Richard Bitzinger, of the S. Rajaratnam School of International Studies, remembers that when he arrived in Singapore in 2006 the region assumed that the SCS had been finessed, even solved:
‘Somehow it wasn’t important any more as a security problem, because everybody agreed to disagree. The idea being, therefore, that everybody was going to play nice and not try to make things worse. That was the case for a long time. Over the last five years we have seen all that thrown out.’
Bitzinger quotes a view within the US Navy that China wants to make the SCS a ‘strategic choke point.’ And what a choke point; Bitzinger cites the estimate that SCS shipping traffic equals three Suez Canals and 5 Panama Canals.
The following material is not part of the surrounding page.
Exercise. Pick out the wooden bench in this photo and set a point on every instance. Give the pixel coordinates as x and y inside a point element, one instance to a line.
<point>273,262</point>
Is the push and shove all about the SCS, or has it become a proxy play for a bigger regional struggle? Both answers apply—this is about who rules in the SCS and who writes the rules.
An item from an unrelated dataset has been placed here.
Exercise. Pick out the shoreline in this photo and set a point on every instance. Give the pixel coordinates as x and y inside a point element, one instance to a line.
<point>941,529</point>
Bitzinger says Beijing created a sovereignty touchstone:
‘The SCS is important because China has made it important. If there was no oil or gas worth fighting for, if all the fish died and people found alternative shipping routes, China would still want it. It’s become a political manhood issue. They have made it such an issue that to back away from it would be almost impossible for them.’
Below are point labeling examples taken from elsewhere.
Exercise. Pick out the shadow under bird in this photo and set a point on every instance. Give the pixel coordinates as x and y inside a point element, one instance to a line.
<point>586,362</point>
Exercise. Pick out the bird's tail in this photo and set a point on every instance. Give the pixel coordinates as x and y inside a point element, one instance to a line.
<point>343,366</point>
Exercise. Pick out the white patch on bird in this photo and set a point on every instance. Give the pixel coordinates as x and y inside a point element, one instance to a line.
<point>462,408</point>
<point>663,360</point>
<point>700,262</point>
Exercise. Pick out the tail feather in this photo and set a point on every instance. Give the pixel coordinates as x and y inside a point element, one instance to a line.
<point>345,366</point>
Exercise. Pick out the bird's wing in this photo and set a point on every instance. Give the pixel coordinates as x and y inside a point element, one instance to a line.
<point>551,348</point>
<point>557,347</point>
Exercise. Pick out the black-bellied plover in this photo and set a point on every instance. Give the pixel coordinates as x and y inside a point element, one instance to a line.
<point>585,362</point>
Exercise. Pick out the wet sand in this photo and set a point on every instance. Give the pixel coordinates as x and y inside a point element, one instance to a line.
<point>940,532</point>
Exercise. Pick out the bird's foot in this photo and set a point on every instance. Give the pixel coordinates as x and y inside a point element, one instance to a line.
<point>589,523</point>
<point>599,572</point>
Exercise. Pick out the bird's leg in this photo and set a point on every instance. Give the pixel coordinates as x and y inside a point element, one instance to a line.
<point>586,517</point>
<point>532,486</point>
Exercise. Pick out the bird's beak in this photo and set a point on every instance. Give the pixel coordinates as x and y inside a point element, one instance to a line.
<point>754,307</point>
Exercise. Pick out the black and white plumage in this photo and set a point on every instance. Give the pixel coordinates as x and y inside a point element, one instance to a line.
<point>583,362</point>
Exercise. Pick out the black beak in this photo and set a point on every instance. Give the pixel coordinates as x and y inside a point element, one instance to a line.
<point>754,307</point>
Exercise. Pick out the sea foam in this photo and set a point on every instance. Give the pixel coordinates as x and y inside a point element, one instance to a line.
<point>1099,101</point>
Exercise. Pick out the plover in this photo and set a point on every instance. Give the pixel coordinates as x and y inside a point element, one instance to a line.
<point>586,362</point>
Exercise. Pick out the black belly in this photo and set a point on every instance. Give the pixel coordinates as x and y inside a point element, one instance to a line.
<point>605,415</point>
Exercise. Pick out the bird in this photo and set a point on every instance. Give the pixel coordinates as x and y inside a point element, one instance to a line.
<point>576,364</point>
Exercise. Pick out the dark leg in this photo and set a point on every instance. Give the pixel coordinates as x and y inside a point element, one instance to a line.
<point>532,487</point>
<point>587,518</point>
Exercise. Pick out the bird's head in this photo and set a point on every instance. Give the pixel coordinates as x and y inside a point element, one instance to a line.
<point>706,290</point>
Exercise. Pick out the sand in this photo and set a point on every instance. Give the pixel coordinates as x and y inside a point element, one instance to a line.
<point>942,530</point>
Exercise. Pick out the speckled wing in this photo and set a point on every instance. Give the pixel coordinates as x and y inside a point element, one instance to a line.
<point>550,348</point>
While Beijing has turned the SCS into a first order issue, Washington still has trouble ordering its responses. Zack Cooper, from Washington’s Center for Strategic and International Studies, told the conference that US strategy toward China hasn’t failed—because the US doesn’t have a strategy.
Cooper describes four schools of US China policy:
- Primacy: using the US military to contain China. Primacy advocates use a pessimistic, zero-sum lens, believing ‘a rising China presents an unavoidable threat to US interests and is likely to trigger a major conflict.’ Primacy is often likened to informal empire or hegemony.
- Balance: using alliances to build coalitions against China. Balancers, Cooper says, believe the US must share power with like-minded states in Asia. ‘The difference between balancers and primacists is in their assessment of the US ability to meet the China challenge alone. Balancers tend to agree with the National Intelligence Council, which in 2012 announced the end of the US “unipolar moment”.
- Concert: using diplomacy to accommodate China. The concert school seeks a ‘Chimerican’ G2 because it’s ‘optimistic about Chinese intentions but pessimistic about power trends.’ The US and China would agree to share power through limited accommodation and strategic reassurance. The G2 is the concert (or condominium) that dare not speak its name, chiming with President Xi’s call for a ‘new model of great power relations’.
- Integration: using institutions to assimilate China. The model of optimists about ‘both Chinese intentions and the trajectory of Chinese power.’ The responsible stakeholder argument is that China is well served by the current international system; it’s better to integrate China into an existing system made by the US than try to negotiate a new order with Beijing.
Whether US leaders want to contain, balance, accommodate or integrate, Cooper concludes, ‘largely depends on their views of Chinese intentions and power trajectories.’ That brings us back to Southeast Asia’s strategic laboratory—the SCS as test and display of Beijing’s aims and actions.